The deal, and the ripples it creates in the sector, was the buzz of the consumer industry’s annual get-together in Florida this week, sponsored by the Consumer Analyst Group of New York.

In private discussions overlooking a yacht-filled marina or in the hallway between the Nespresso table and the Coca-Cola Freestyle machine, the consensus among executives, analysts and investors was clear: gear up for a new era of belt-tightening, if not more acquisitions and divestitures, in the sector.

"This is the first large deal in years by a financial buyer that calls out the lacklustre fundamentals in the US packaged food space," said Robert Dickerson, an analyst with boutique firm Consumer Edge Research.

Industry veterans are already beset by anaemic sales growth and margin pressure, thanks to weak economies in Europe and the United States, changing consumer demographics, volatile commodity costs and competition from lower-cost rivals.

Some of the principals of 3G Capital, Buffett’s partner in the Heinz deal, were also behind the rise of AmBev, a Brazilian brewer, into the world's largest beer maker, Anheuser Busch InBev. Expansion and cost-cutting were hallmarks of their strategy, and the industry expects it to be the same here.

It is unclear what, if any, other targets 3G might have in mind. Campbell Soup has long been seen as a good candidate, though roughly half of its stock is controlled by heirs of John Dorrance, who invented condensed soup.

Campbell Soup Chief Executive Denise Morrison declined to comment on a potential merger with Heinz, but she did say the news put her on guard. “For me, it's a heightened signal that I’ve got to be even more aggressive about costs,” she said in an interview. “Campbell is always looking for ways to create better productivity and I think this is a good call to action.”

Campbell has already been cutting costs, including by closing factories, as it works to turn around its sagging US soup business.

Given its news, Heinz cancelled its presentation at the annual conference. But that did not stop the chatter.
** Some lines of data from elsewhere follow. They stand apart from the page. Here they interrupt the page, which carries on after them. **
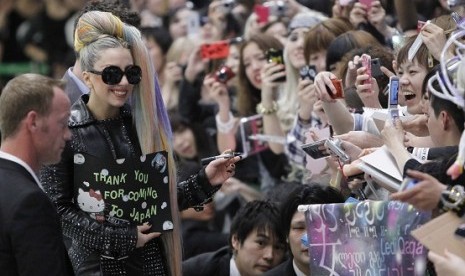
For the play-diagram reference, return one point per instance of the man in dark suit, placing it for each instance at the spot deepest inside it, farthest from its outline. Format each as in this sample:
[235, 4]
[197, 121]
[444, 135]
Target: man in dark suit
[256, 244]
[34, 112]
[294, 226]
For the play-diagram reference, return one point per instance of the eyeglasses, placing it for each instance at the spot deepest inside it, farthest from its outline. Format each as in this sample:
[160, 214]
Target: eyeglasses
[113, 74]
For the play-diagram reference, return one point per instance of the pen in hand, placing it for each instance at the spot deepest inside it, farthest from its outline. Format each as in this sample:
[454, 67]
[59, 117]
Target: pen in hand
[207, 160]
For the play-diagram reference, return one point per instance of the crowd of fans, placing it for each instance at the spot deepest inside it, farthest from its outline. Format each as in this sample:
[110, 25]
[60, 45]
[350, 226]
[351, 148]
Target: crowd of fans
[211, 93]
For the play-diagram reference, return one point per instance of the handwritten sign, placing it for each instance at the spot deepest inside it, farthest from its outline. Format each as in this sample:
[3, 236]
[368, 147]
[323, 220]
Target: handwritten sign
[124, 191]
[366, 238]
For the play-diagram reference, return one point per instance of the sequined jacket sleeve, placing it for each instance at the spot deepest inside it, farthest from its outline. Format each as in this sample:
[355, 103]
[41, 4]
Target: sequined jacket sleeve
[195, 191]
[105, 238]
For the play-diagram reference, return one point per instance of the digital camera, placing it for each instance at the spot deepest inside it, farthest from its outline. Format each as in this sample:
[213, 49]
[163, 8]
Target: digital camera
[224, 74]
[308, 72]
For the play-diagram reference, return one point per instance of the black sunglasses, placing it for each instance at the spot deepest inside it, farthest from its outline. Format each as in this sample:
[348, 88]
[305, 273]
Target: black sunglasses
[113, 74]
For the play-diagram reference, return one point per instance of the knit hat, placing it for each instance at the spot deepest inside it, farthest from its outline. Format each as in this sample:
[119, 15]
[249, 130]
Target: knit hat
[303, 20]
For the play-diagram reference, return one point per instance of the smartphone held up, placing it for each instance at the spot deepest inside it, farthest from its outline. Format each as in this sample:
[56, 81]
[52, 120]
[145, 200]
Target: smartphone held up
[276, 56]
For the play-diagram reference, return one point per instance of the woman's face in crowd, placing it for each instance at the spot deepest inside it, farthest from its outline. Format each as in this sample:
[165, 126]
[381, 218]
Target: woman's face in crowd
[184, 143]
[259, 252]
[411, 75]
[295, 47]
[318, 59]
[253, 59]
[233, 59]
[110, 97]
[279, 31]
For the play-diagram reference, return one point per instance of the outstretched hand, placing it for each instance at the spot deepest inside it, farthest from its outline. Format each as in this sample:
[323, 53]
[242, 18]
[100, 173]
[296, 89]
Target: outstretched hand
[143, 237]
[221, 169]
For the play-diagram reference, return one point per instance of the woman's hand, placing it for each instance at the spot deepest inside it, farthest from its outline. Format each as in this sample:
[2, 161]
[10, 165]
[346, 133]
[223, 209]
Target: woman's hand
[323, 80]
[393, 134]
[425, 195]
[377, 17]
[221, 169]
[447, 265]
[416, 124]
[434, 38]
[358, 14]
[143, 238]
[269, 74]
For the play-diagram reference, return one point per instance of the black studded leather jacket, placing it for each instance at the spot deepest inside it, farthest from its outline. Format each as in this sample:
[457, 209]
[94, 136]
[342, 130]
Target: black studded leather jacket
[95, 242]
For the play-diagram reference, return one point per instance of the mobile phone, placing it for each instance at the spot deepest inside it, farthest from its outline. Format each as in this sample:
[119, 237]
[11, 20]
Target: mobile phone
[215, 50]
[228, 5]
[224, 74]
[262, 13]
[420, 25]
[316, 149]
[276, 55]
[376, 68]
[460, 231]
[366, 3]
[337, 83]
[276, 8]
[407, 183]
[393, 91]
[193, 24]
[333, 146]
[308, 72]
[366, 62]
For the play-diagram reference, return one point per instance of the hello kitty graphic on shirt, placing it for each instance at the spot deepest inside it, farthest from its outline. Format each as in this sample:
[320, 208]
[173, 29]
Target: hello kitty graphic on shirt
[92, 203]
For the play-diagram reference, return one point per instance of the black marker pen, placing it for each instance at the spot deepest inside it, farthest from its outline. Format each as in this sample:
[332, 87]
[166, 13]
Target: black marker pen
[207, 160]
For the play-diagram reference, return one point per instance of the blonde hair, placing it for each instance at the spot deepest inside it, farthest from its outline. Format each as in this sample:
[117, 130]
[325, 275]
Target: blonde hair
[97, 31]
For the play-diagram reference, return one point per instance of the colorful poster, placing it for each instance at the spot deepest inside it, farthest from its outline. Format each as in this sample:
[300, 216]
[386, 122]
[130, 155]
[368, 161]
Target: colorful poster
[365, 239]
[124, 191]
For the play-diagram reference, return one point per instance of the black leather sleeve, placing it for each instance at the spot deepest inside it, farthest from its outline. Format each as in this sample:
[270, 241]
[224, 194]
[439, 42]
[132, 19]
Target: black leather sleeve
[195, 191]
[105, 238]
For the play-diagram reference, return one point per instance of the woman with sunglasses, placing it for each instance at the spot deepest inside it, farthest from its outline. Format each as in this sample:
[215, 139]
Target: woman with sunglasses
[117, 69]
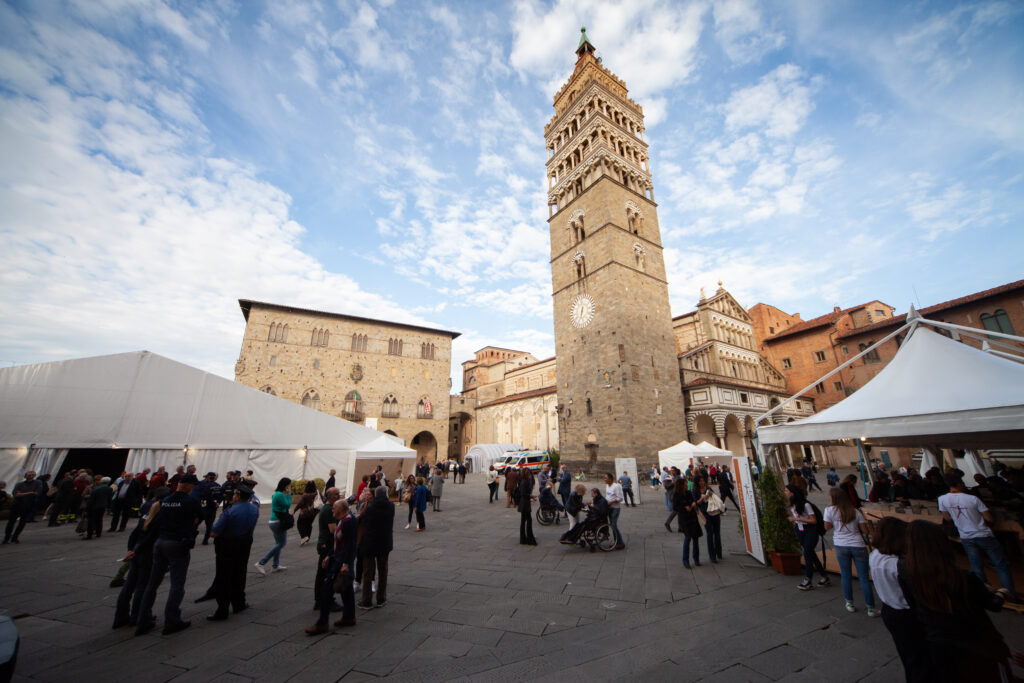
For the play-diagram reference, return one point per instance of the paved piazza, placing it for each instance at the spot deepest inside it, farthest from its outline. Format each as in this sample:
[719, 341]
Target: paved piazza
[465, 602]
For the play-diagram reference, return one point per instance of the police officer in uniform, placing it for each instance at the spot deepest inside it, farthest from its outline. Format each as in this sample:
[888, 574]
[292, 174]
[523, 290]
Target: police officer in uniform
[178, 525]
[232, 539]
[208, 493]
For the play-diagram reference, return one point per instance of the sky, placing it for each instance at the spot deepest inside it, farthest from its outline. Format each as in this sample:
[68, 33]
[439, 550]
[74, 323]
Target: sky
[385, 159]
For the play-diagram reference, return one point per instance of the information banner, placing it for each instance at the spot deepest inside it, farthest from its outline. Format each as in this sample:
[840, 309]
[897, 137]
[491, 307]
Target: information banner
[749, 507]
[629, 465]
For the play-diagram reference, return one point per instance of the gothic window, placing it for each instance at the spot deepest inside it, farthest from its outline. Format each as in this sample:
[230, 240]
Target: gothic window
[311, 399]
[353, 407]
[424, 409]
[278, 332]
[320, 338]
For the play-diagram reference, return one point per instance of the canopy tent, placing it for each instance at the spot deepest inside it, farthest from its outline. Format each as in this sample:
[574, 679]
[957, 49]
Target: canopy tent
[481, 456]
[170, 414]
[684, 454]
[935, 392]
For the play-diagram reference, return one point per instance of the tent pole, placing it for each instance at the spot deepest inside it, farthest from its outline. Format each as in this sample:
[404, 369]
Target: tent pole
[863, 475]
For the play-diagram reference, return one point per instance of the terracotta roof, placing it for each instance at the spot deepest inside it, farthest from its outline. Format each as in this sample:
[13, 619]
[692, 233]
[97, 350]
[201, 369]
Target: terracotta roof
[543, 391]
[247, 304]
[945, 305]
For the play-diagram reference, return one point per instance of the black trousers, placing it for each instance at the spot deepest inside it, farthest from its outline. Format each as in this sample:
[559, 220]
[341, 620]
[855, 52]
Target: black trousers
[95, 523]
[15, 524]
[526, 526]
[209, 514]
[231, 562]
[130, 597]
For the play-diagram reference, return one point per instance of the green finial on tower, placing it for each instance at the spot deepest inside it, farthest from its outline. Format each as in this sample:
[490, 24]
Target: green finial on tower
[585, 44]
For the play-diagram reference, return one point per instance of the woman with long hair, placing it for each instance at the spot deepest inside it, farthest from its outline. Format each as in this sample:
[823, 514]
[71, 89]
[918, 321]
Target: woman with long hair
[961, 641]
[850, 548]
[279, 508]
[805, 523]
[889, 539]
[408, 497]
[713, 521]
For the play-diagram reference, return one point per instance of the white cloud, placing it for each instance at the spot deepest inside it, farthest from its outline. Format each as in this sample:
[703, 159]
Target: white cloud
[780, 103]
[741, 31]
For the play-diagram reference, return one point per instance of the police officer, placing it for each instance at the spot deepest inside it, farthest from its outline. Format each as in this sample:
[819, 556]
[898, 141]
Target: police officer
[232, 539]
[178, 525]
[208, 493]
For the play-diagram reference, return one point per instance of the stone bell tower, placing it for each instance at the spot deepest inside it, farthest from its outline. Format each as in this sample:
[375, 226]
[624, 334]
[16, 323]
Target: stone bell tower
[619, 391]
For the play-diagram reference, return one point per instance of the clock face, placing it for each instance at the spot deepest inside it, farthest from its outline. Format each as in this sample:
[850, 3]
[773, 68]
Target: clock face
[582, 310]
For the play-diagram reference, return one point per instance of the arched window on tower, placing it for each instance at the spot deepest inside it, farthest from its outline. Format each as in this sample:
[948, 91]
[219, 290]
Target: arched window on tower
[311, 399]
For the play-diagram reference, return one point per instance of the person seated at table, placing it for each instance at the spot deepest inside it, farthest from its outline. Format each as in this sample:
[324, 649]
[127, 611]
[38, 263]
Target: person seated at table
[982, 489]
[898, 492]
[881, 491]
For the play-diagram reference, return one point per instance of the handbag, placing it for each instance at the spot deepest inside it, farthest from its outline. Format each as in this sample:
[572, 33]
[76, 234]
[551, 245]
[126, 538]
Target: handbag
[287, 520]
[715, 505]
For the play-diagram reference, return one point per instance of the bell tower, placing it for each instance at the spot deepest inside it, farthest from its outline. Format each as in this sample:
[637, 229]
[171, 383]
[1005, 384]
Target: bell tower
[619, 390]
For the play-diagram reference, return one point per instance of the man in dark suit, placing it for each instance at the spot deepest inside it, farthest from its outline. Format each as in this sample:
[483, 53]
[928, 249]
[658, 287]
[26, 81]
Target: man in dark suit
[378, 521]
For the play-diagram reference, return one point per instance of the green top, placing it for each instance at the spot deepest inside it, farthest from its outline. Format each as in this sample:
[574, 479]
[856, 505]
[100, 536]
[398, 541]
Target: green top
[279, 505]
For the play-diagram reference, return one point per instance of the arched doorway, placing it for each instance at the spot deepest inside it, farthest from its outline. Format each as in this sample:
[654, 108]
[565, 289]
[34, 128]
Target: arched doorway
[733, 435]
[704, 429]
[425, 445]
[460, 434]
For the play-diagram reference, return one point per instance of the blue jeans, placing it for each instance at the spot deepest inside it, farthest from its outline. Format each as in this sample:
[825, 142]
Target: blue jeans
[280, 539]
[989, 546]
[613, 511]
[713, 529]
[847, 556]
[686, 550]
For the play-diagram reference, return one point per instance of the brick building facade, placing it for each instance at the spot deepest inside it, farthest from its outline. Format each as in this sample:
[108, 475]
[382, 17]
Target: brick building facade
[355, 368]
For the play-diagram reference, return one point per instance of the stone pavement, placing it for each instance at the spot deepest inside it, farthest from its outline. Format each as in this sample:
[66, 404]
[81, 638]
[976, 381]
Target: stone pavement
[465, 602]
“Any time there’s a deal, everybody wonders if it’s a catalyst to other deals and that remains to be seen,” said Irene Rosenfeld, CEO of Mondelez International, who last year oversaw the spin-off of Kraft Foods Group. She told Reuters that companies with “good strategic planning” pay more attention to their own circumstances than what happens outside.

ConAgra Foods Inc CEO Gary Rodkin, who just acquired private label food maker Ralcorp, said deal momentum could now pick up, if 3G buys more companies or if other companies get inspired by the Heinz deal. “It just could be the mentality is, ‘that’s how we’re going to create more shareholder value in this industry',” Rodkin said in an interview.

There has already been a wave of much smaller transactions in the food industry, with the split ups of Sara Lee into Hillshire Brands and D E Master Blenders, Kraft into Kraft Foods Group and Mondelez International, and Fortune Brands into Fortune Brands Home & Security and Beam Inc.

SEC wins asset freeze after Heinz traders fail to appear
A US judge froze a Goldman Sachs Group account that regulators say was used to make suspicious trades in H J Heinz Co, after unknown traders failed to appear in court to defend their claims to the assets. When the unidentified traders didn’t show up at a hearing on Friday in Manhattan, US District Judge Jed Rakoff said he would grant the US Securities and Exchange Commission’s request to freeze the Goldman Sachs account in Zurich until the case is resolved. “They can hide, but their assets can’t run,” Rakoff announced, saying he had granted the SEC’s request and signed the freeze order.